The public option of cryptocurrency runs the gamut from comparisons to the 1637 tulip bulb mania in Holland to cryptocurrency being the currency of the future with the power to disrupt existing payment systems. The price of bitcoin, the most talked about cryptocurrency, has increased more than 700% during 2017. Billions of dollars are invested in cryptocurrencies globally. Most economists remain skeptics, silently agreeing with JPMorgan Chase Chief Executive Officer Jamie Diamond that bitcoin is a fraud. In light of the recent developments, such as the Chicago Mercantile Exchange (CME) and Chicago Board Options Exchange (CBOE) plans for listing bitcoin futures for trading, this paper adds to the academic debate by performing a rigorous economic assessment of the cryptocurrency market.

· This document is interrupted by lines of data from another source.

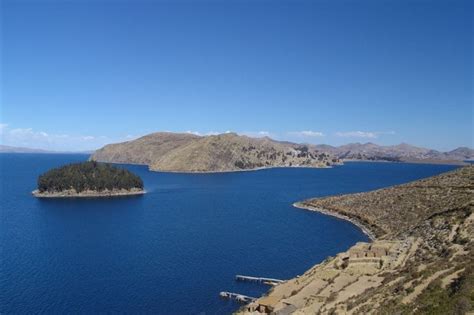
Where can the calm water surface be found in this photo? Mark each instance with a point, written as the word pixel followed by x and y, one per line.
pixel 174 249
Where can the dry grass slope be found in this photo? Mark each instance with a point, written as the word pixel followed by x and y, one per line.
pixel 217 153
pixel 420 263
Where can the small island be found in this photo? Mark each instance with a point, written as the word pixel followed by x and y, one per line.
pixel 88 179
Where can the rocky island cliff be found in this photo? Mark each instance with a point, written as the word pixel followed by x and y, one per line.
pixel 181 152
pixel 88 179
pixel 421 260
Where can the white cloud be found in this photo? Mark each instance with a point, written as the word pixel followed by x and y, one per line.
pixel 306 133
pixel 363 134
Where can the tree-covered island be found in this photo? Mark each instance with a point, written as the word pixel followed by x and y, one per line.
pixel 88 179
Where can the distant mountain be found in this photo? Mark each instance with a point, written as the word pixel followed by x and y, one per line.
pixel 179 152
pixel 401 152
pixel 11 149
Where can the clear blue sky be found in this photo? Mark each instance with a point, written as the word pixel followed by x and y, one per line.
pixel 78 74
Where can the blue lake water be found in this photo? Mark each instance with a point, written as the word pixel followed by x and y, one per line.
pixel 174 249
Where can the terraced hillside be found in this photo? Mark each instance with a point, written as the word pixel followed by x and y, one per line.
pixel 420 262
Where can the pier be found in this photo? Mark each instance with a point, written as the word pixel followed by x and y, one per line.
pixel 269 281
pixel 238 297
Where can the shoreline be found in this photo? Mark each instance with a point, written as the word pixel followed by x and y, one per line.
pixel 88 194
pixel 366 230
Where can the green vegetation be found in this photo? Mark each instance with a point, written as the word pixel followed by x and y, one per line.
pixel 88 176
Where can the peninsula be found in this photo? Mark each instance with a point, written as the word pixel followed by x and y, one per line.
pixel 88 179
pixel 182 152
pixel 420 260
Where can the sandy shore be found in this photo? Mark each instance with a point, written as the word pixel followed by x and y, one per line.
pixel 89 193
pixel 356 222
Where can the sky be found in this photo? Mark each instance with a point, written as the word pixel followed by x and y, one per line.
pixel 76 75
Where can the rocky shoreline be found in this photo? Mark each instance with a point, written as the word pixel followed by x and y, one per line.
pixel 420 259
pixel 71 193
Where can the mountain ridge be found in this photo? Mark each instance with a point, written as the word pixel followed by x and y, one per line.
pixel 178 152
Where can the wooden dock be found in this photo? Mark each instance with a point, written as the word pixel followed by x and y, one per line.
pixel 269 281
pixel 238 297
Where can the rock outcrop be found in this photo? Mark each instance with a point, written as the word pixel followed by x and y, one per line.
pixel 217 153
pixel 421 261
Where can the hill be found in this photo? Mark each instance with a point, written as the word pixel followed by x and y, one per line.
pixel 217 153
pixel 420 261
pixel 87 179
pixel 11 149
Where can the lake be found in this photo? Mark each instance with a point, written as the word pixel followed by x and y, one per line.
pixel 174 249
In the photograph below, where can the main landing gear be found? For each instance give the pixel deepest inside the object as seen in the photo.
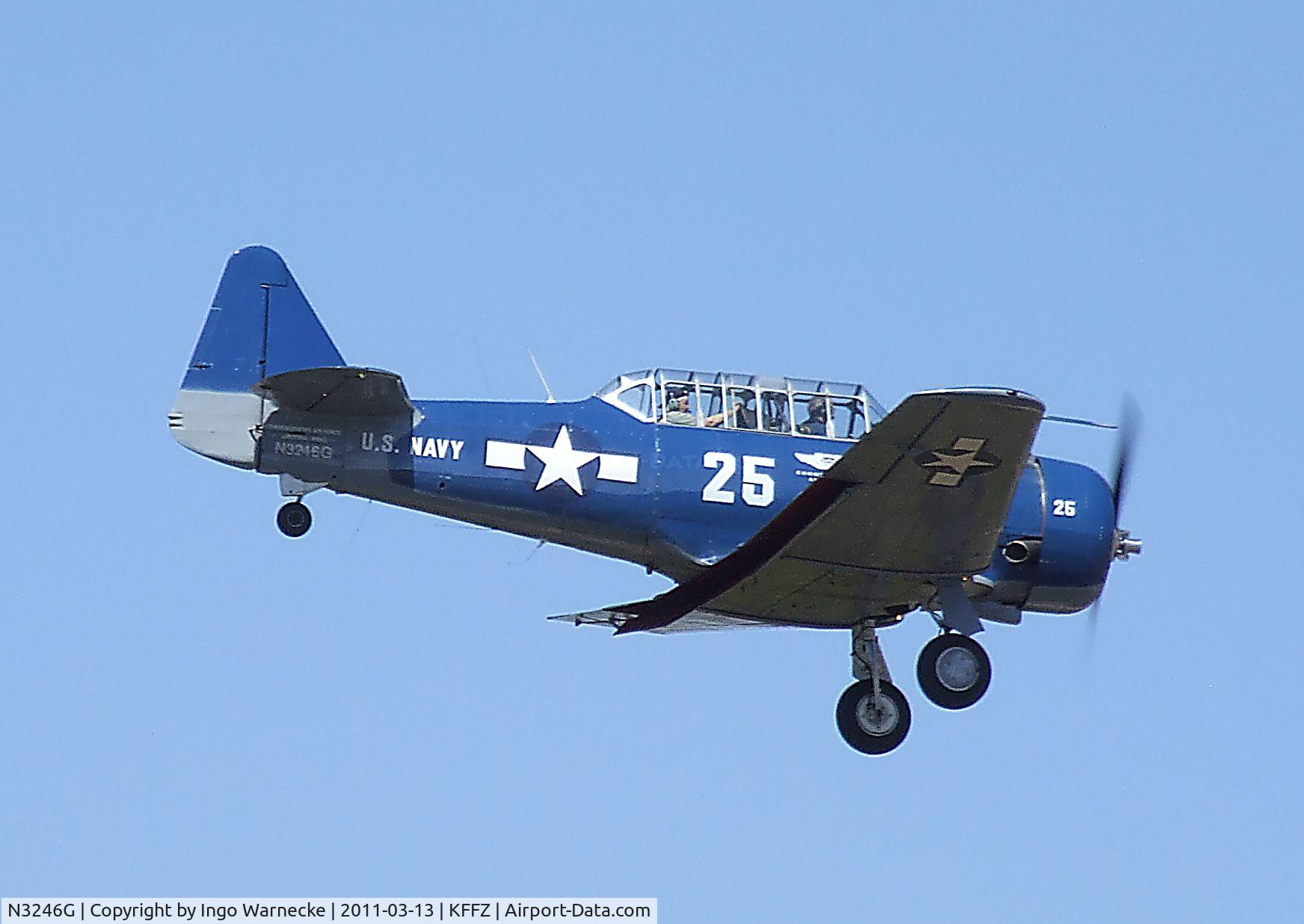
(874, 715)
(953, 671)
(294, 519)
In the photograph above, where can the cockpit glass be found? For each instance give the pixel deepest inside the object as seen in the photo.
(814, 408)
(848, 419)
(713, 404)
(742, 410)
(811, 415)
(638, 399)
(681, 403)
(774, 411)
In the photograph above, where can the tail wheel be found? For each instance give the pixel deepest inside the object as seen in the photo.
(953, 671)
(870, 724)
(294, 519)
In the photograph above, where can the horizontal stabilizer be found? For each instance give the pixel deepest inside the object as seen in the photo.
(343, 391)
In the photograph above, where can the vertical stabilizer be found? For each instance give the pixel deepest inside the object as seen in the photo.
(259, 324)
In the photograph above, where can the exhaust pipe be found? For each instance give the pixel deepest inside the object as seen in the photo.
(1023, 552)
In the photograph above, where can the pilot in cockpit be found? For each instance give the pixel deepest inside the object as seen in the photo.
(678, 412)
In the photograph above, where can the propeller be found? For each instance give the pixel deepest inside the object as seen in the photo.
(1130, 421)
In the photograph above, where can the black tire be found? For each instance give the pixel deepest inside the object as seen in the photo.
(294, 519)
(860, 729)
(959, 683)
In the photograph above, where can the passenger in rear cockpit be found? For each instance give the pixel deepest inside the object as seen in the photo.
(816, 424)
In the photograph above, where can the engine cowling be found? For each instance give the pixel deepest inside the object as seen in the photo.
(1055, 549)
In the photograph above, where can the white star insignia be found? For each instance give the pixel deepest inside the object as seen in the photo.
(561, 462)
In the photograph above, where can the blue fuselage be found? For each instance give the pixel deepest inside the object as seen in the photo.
(672, 498)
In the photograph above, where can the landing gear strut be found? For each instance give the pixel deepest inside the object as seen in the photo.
(294, 519)
(953, 671)
(873, 715)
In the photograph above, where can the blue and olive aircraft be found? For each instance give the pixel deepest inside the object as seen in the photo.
(769, 501)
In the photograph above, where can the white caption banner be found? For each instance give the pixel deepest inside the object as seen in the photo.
(350, 910)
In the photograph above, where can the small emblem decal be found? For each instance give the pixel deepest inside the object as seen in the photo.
(951, 466)
(820, 461)
(562, 462)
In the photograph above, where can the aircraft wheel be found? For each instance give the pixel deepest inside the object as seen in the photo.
(294, 519)
(953, 671)
(873, 726)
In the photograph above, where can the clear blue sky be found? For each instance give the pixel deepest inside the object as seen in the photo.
(1074, 200)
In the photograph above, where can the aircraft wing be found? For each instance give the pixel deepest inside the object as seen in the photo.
(347, 391)
(920, 498)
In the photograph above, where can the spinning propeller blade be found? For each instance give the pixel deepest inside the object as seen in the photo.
(1128, 424)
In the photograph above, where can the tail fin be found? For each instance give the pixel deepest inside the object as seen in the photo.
(259, 324)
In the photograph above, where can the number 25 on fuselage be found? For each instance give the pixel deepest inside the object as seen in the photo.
(771, 501)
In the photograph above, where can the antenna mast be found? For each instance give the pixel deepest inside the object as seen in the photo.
(550, 399)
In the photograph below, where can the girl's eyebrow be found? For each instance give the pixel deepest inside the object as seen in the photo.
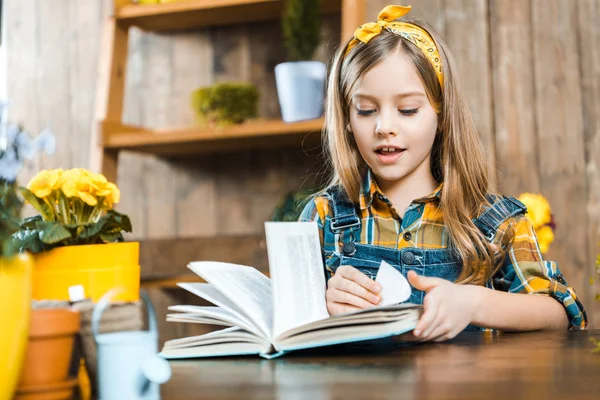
(399, 95)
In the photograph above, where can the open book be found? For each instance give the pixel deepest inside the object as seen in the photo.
(287, 312)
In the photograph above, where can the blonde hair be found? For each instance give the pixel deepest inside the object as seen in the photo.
(457, 156)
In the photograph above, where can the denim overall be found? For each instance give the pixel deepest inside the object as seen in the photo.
(345, 227)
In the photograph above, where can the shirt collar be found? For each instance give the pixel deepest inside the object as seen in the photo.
(370, 189)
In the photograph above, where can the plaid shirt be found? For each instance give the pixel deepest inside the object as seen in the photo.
(523, 271)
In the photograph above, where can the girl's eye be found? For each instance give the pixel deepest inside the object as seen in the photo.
(409, 112)
(365, 112)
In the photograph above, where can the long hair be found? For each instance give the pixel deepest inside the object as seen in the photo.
(457, 156)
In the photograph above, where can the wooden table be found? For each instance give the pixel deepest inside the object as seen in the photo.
(538, 365)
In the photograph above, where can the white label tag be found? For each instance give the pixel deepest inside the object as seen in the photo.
(394, 286)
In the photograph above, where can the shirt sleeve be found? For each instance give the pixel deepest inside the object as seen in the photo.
(525, 271)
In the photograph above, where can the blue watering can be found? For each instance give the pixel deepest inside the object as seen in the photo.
(128, 363)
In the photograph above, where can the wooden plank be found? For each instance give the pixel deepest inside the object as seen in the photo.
(161, 189)
(21, 41)
(589, 65)
(197, 202)
(165, 258)
(205, 13)
(134, 190)
(109, 94)
(472, 57)
(514, 97)
(163, 140)
(52, 83)
(354, 14)
(85, 24)
(561, 137)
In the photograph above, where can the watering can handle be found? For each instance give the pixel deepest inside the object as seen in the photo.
(105, 302)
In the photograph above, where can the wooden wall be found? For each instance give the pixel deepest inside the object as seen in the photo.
(531, 68)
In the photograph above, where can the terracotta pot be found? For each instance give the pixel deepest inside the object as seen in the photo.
(15, 297)
(49, 351)
(99, 268)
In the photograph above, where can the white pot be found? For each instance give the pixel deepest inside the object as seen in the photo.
(300, 88)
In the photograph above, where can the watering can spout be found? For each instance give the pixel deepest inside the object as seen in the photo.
(128, 364)
(156, 370)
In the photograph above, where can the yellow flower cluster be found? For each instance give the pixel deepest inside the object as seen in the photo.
(540, 215)
(75, 183)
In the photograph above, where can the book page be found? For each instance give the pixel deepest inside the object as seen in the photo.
(219, 315)
(244, 286)
(394, 286)
(297, 274)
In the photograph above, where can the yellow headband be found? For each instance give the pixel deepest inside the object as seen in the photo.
(414, 34)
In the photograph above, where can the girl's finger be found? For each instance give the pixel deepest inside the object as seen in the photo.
(438, 334)
(337, 308)
(428, 317)
(363, 280)
(354, 288)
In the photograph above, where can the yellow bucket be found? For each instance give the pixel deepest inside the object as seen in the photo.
(15, 297)
(98, 268)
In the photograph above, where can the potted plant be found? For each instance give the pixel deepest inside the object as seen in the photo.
(540, 215)
(50, 366)
(226, 103)
(300, 82)
(15, 293)
(77, 238)
(16, 146)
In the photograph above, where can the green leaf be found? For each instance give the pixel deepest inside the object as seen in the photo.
(53, 232)
(39, 206)
(27, 240)
(31, 222)
(112, 237)
(93, 229)
(121, 220)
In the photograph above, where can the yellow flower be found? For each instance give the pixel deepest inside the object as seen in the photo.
(77, 183)
(538, 209)
(45, 182)
(113, 195)
(545, 238)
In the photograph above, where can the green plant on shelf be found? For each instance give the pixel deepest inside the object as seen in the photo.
(291, 205)
(301, 25)
(225, 103)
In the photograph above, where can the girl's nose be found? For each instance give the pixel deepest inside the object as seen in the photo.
(386, 124)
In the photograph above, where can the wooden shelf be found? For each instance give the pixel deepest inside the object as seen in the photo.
(188, 14)
(197, 140)
(164, 260)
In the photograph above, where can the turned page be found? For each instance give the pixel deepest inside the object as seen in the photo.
(245, 287)
(297, 274)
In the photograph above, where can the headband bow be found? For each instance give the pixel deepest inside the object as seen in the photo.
(413, 33)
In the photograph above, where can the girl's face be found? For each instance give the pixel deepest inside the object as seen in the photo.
(393, 123)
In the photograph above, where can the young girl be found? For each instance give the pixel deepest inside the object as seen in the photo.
(410, 187)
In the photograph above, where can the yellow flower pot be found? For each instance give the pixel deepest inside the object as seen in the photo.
(15, 298)
(99, 268)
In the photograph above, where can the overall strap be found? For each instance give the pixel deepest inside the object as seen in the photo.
(345, 221)
(501, 209)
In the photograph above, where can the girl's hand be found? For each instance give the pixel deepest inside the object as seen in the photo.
(448, 307)
(350, 290)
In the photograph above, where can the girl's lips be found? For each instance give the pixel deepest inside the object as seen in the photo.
(389, 157)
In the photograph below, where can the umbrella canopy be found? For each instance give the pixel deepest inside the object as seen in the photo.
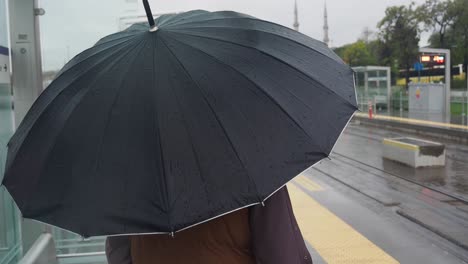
(158, 128)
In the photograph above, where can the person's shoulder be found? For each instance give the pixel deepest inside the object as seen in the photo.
(118, 250)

Our analysis will utilize historical data on several established financial derivatives including interest rate futures, S&P500 index futures and spot markets reported by Quandl and several cryptocurrency including bitcoin. These data will be augmented with CME and Bloomberg information. We will look at basic measures of market liquidity including bid-ask spread, the Amihud measure of trade volume relative to price changes, execution time, zero trade days and others. We will also study the role or need for intermediation and the dynamics of price discovery.
This paper will improve current understanding at a critical juncture in the cryptocurrency landscape. As an economist, is cryptocurrency a viable alternative asset class?